On it's surface, it looks like a lot of the results they're getting wouldn't currently be outside of the realm of student level work, such as the simple practice of projecting and baking textures into materials from photographs, the innovation seems to be that they're quickly automating a lot of that stuff into a UI with a fast lighting solution. One of the things I find most rewarding about 3d is that you sometimes get this huge burst of increased productivity, as long as you're not too bummed out about things you've spent time and energy learning how to do becoming obsolete. This isn't that different, fundamentally, than setting your viewport background in Maya, 3ds Max, etc. to be a photograph after properly matting your foreground objects and projecting textures with adjusted reflectivity, just without all of the manual tediousness. Also, there's also been other, similar work done on the subject, that I've heard of, but this still looks pretty neat if it's something you can use right now without a billion dollar computer.
One of the big things this tech might be doing is streamlining the process of match lighting. I personally can't wait till the major software packages have integrated solutions for easy lighting from photo sources. Currently the setup for photo matting is a pain, it requires stitching together panoramic photos of reflective chrome spheres - on location - or carefully using observation skills to recreate the lighting by hand (which can be very difficult for glossy surfaces). It would appear, however, that we're on the brink of not needing those things anymore. That being said, this software still has a bit to go, however.

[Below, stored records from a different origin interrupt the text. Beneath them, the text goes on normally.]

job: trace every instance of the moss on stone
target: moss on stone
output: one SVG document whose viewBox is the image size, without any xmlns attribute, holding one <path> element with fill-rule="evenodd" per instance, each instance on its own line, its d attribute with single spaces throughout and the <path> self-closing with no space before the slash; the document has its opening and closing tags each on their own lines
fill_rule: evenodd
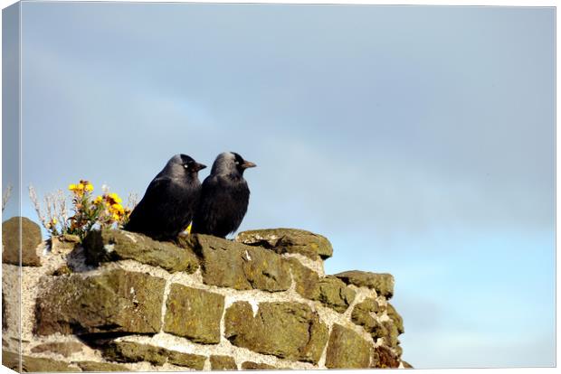
<svg viewBox="0 0 561 374">
<path fill-rule="evenodd" d="M 21 356 L 23 372 L 57 372 L 57 371 L 80 371 L 80 369 L 68 362 L 59 361 L 52 359 L 43 359 L 30 356 Z M 2 351 L 2 365 L 20 370 L 20 355 L 17 353 Z"/>
<path fill-rule="evenodd" d="M 82 347 L 83 344 L 78 341 L 47 342 L 34 346 L 31 351 L 33 353 L 52 352 L 69 357 L 72 353 L 81 351 Z"/>
<path fill-rule="evenodd" d="M 298 253 L 312 259 L 328 258 L 333 248 L 327 238 L 296 229 L 268 229 L 240 232 L 235 240 L 263 247 L 279 254 Z"/>
<path fill-rule="evenodd" d="M 374 365 L 375 368 L 388 369 L 399 367 L 399 358 L 388 347 L 380 345 L 376 347 L 374 351 L 376 358 L 376 362 Z"/>
<path fill-rule="evenodd" d="M 338 313 L 344 313 L 355 300 L 357 293 L 335 276 L 319 278 L 319 300 Z"/>
<path fill-rule="evenodd" d="M 398 332 L 405 332 L 405 329 L 404 328 L 404 319 L 401 315 L 399 315 L 395 308 L 394 308 L 394 305 L 389 303 L 387 304 L 386 313 L 387 316 L 390 317 L 392 321 L 394 321 L 394 323 L 395 323 Z"/>
<path fill-rule="evenodd" d="M 290 266 L 273 252 L 201 234 L 187 244 L 202 257 L 206 285 L 270 292 L 290 287 Z"/>
<path fill-rule="evenodd" d="M 255 317 L 246 302 L 226 310 L 225 337 L 258 353 L 318 363 L 328 328 L 309 306 L 299 303 L 261 303 Z"/>
<path fill-rule="evenodd" d="M 55 277 L 37 297 L 35 332 L 157 332 L 165 285 L 162 278 L 121 269 Z"/>
<path fill-rule="evenodd" d="M 350 270 L 336 274 L 335 276 L 347 285 L 357 287 L 368 287 L 376 290 L 378 295 L 391 298 L 394 295 L 394 276 L 391 274 L 370 273 L 367 271 Z"/>
<path fill-rule="evenodd" d="M 245 361 L 242 363 L 242 370 L 271 370 L 279 368 L 275 368 L 272 365 L 268 365 L 264 363 L 252 362 L 252 361 Z"/>
<path fill-rule="evenodd" d="M 203 369 L 206 360 L 204 356 L 197 354 L 183 353 L 133 341 L 113 341 L 104 350 L 103 355 L 119 362 L 147 361 L 156 366 L 162 366 L 167 362 L 198 370 Z"/>
<path fill-rule="evenodd" d="M 318 273 L 303 266 L 296 258 L 289 258 L 287 261 L 290 264 L 296 292 L 307 299 L 318 300 L 319 298 L 319 276 Z"/>
<path fill-rule="evenodd" d="M 164 331 L 195 342 L 219 343 L 224 296 L 173 284 L 167 296 Z"/>
<path fill-rule="evenodd" d="M 125 365 L 110 362 L 78 361 L 75 363 L 82 371 L 130 371 Z"/>
<path fill-rule="evenodd" d="M 25 217 L 12 217 L 2 223 L 2 262 L 19 266 L 21 258 L 23 266 L 41 266 L 36 249 L 42 241 L 38 224 Z"/>
<path fill-rule="evenodd" d="M 212 355 L 210 357 L 212 370 L 237 370 L 238 366 L 232 356 Z"/>
<path fill-rule="evenodd" d="M 368 368 L 372 349 L 372 343 L 364 340 L 358 333 L 335 323 L 329 336 L 326 367 L 329 369 Z"/>
<path fill-rule="evenodd" d="M 189 248 L 170 242 L 153 240 L 138 233 L 119 229 L 90 231 L 83 247 L 89 264 L 133 259 L 143 264 L 162 267 L 171 273 L 194 273 L 199 263 Z"/>
</svg>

For example, the lighting information baked into the diffuse textures of the objects, in these examples, does not appear to be dynamic - if you watch the taxi-spinning segment you'll notice that the specular highlights on the hood of the car do not properly update as the orientation of the model changes in relationship to the light sources, making the taxi appear to have white paint streaks once rotated out of alignment with the light source. The car falling off the cliff example is probably the most apparent in final results, as the strong baked lighting makes the coloring look off. The way we 3d artists get around this problem is to eliminate the lighting information in our diffuse textures as much as possible before reapplying them as flat color, and then let our lighting rigs take care of the reflections, shadows, and such. As they mention this software doesn't support transparency, and I would guess is rendering everything as matte objects, meaning the renderer probably isn't robust enough to handle anything coming close to complicated reflections/refractions and so on, making this software's usefulness very situational, currently. It would be a great way to quickly populate photos with hordes of smaller objects, for example. However, with a more powerful renderer, feature wise, this tech could be really useful for the Photoshop crowd. I wish Autodesk/Mental Ray would focus on stuff like this instead of the boring crap updates we usually get (Maya's new fluids are pretty cool though, tbh...).